After 15 iterations, the fitness curve converged and fell into a precocious state. Since IASO was added with a new covalent bond force based on ASO, the positions of atoms were updated from both the individual and the global optimal solution. An adaptive updating strategy was also introduced for the parameters that measure global search and local search. IASO still showed good performance in the middle and late stages. By comparing the fitness curves under 3 different resolutions, we can see that IASO showed a good convergence ability on small-scaled images. This means that IASO is more adaptive when the number of dimensions of features is small. Since the chaotic mechanism was used in atom initialisation in CIASO-SA, the robustness of initial values is strong. The convergence speed of IASO in the early stage is faster than that of ASO and CIASO-SA, but since the simulated annealing method was utilised, CIASO-SA showed a stronger ability to jump out of the local optimal solution in the later stage. In most cases, better fitness values can be obtained compared to IASO. The performance of CIASO-SA in terms of feature maps in each scale is better than ASO and IASO.

Figure 7 shows the histograms with error lines of the classification accuracy. On the feature map with 16 × 16 resolution, CIASO-SA achieved the best performance on the imaginary fusion map. On the feature map with 32 × 32 resolution, the imaginary part and module of Gabor features contributed similarly to age classification. CIASO-SA achieved the highest accuracy at classification, where the accuracy of the imaginary part and module are 47.7 ± 1.1 and 45.66 ± 2.6, respectively.

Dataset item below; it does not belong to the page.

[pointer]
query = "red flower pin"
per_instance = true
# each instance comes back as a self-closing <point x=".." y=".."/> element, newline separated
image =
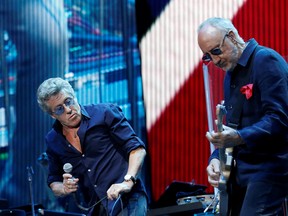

On the feature map with 48 × 48 resolution, the real part of the Gabor features contributed the most to age classification, where the accuracy of that of CIASO-SA is 60.4 ± 1.2. By comparison, the classification accuracy tends to increase with the increase of the scale of feature maps.

[IMAGE OMITTED. SEE PDF]

Figure 8 shows the histogram, which compares the number of selected features in each algorithm under different scales. For feature maps of the real part with 48 × 48 resolution, the numbers of selected features in CIASO-SA, ASO, and IASO were 714, 721, and 730, respectively. CIASO-SA had the least number of selected features. On the Gabor feature maps of the imaginary part, the numbers of selected features in CIASO-SA, ASO, and IASO are 684, 745, and 715, respectively. Tables 6–8 describe the results obtained by ASO, IASO and the proposed CIASO-SA. In the tables, we report the influence of three feature selection algorithms on classification accuracy and length of selected features. Those illustrate that in high-dimensional spaces, CIASO-SA has a better ability in searching for the optimal solution than ASO and IASO. On the small-scale feature maps with 16 × 16 and 32 × 32 resolutions, the numbers of selected features do not greatly differ in CIASO-SA, ASO, and IASO. Thus, in the later stage of facial age classification, we choose the real part of Gabor with 48 × 48 resolution as the age feature vector, then select features by CIASO-SA.

[IMAGE OMITTED. SEE PDF]

TABLE 6 Recognition accuracy with No feature selection (FS) versus atom search optimisation (ASO)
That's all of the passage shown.